Para proteger a privacidade do discurso interno, programaram a IA para desbloquear apenas quando os participantes pensavam na palavra-passe Chitty Chitty Bang Bang, que foi detetada com 98% de precisão.
Ao longo de uma série de experiências, a equipa verificou que imaginar a pronúncia de uma palavra permitia ao modelo decifrá-la corretamente em até 74% dos casos.
Isto demonstra uma prova de conceito sólida para esta abordagem, mas que ainda não é tão robusta como as interfaces que decifram a fala tentada, diz Frank Willett, também investigador da Universidade de Stanford e coautor do estudo.
“Melhorias contínuas, tanto nos sensores como na IA, nos próximos anos poderão aumentar a precisão”, acrescenta o investigador, membro sénior da equipa do projeto BrainGate.
Os participantes manifestaram uma clara preferência por este sistema, mais rápido e menos trabalhoso do que os baseados na fala tentada, afirma Meschede-Krasa.
O conceito segue “uma direção interessante” para o futuro das interfaces cérebro-computador, comenta Mariska Vansteensel, investigadora do UMC Utrecht, nos Países Baixos, que não esteve envlvida no estudo.
“No entanto, falta-lhe a capacidade de diferenciar entre fala tentada, o que queremos realmente dizer e os pensamentos que pretendemos manter privados.
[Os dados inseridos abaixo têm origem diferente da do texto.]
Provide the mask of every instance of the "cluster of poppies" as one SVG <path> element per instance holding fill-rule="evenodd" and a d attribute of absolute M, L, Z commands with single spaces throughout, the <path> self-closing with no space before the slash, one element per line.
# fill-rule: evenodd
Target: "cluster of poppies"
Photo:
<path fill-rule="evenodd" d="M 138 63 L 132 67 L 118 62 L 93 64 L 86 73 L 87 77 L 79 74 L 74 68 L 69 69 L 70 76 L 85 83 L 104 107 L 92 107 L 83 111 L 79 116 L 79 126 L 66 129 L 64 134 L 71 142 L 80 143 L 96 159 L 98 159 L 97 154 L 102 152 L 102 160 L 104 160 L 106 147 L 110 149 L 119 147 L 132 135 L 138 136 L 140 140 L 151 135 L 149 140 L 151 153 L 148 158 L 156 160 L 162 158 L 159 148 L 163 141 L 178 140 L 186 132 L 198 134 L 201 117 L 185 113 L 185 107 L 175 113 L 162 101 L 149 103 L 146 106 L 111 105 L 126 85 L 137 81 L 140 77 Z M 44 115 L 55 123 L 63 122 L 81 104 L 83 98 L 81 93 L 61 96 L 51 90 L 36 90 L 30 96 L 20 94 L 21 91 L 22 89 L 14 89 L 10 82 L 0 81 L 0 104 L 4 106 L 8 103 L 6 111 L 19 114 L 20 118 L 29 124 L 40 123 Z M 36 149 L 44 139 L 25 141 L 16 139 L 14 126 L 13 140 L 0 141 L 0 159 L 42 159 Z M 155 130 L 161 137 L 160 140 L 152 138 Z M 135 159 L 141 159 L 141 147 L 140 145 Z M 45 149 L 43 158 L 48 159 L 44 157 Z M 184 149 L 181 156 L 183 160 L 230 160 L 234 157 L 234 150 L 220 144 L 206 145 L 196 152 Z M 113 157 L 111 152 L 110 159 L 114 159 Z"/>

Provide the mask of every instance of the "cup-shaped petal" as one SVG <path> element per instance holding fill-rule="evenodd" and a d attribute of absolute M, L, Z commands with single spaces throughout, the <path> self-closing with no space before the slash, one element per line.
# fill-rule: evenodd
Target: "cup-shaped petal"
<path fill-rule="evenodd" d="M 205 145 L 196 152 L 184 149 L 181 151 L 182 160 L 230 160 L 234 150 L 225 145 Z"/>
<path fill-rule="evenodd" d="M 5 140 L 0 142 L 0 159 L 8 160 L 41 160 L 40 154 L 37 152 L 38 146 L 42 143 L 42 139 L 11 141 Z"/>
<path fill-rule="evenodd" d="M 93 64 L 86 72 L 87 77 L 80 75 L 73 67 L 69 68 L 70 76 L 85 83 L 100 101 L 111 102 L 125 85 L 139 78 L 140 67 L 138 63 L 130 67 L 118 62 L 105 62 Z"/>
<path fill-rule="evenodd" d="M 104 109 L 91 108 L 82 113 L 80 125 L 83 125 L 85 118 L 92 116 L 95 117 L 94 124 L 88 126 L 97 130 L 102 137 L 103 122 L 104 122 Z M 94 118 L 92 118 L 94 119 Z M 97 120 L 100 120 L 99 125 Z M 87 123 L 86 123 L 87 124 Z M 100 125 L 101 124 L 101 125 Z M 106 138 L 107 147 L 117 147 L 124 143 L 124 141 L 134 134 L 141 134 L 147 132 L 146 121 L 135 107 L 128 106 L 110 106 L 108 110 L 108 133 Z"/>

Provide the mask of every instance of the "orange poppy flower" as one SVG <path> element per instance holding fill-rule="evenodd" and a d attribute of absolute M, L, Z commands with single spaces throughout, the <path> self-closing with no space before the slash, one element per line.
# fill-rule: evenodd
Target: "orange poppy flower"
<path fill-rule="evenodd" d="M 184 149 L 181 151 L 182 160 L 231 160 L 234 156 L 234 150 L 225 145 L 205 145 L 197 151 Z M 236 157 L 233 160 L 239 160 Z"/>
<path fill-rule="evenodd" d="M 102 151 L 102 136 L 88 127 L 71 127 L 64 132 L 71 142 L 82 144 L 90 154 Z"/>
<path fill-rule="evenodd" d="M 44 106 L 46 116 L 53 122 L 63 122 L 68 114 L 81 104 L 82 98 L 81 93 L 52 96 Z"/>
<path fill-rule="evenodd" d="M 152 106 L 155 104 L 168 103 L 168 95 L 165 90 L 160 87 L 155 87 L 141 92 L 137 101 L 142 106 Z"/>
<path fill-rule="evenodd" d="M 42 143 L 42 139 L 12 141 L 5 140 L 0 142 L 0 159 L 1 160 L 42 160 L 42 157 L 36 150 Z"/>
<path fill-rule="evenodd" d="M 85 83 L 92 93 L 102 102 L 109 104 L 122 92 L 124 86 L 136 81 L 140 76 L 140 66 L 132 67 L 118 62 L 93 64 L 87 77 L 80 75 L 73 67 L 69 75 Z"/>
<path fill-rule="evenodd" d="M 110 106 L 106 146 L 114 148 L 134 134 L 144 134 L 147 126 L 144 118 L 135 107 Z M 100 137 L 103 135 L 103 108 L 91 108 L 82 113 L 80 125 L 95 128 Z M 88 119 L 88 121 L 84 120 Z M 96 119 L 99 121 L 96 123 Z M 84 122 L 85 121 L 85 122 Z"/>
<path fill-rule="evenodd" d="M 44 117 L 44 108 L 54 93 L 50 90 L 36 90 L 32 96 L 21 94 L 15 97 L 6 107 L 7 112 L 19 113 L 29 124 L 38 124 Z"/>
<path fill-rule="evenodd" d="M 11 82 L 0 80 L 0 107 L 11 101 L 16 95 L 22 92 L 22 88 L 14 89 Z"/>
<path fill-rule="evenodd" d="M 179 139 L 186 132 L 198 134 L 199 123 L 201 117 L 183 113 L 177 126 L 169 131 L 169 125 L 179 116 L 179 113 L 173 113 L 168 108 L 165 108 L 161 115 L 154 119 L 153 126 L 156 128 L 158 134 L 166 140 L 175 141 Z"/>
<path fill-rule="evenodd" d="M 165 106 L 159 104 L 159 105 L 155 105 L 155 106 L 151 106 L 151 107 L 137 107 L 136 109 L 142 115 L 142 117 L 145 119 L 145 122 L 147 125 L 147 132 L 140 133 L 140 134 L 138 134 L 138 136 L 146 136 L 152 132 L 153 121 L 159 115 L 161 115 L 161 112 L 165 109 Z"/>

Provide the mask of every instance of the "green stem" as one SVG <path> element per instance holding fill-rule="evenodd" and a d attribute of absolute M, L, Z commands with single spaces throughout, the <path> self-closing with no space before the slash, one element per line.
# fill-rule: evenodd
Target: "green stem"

Não tenho a certeza de que todos consigam distinguir com tanta precisão estes diferentes conceitos de fala imaginada e fala tentada”, nota Vansteensel.
Segundo a investigadora, a palavra-passe teria de poder ser ativada e desativada, conforme a decisão do utilizador de expressar ou não um pensamento a meio de uma conversa.
“Temos de garantir verdadeiramente que as frases emitidas através de uma interface cérebro-computador são aquelas que a pessoa pretende partilhar com o mundo — e não aquelas que quer manter para si, aconteça o que acontecer”, realça.
Benjamin Alderson-Day, investigador da Universidade de Durham, no Reino Unido, afirma que não há motivo para considerar este sistema um “leitor de mentes”.
“Funciona apenas com exemplos muito simples de linguagem”, diz. “Se os seus pensamentos se limitarem a palavras isoladas como ‘árvore’ ou ‘pássaro’, então talvez se possa preocupar, mas ainda estamos muito longe de conseguir captar pensamentos livres e ideias mais íntimas das pessoas.”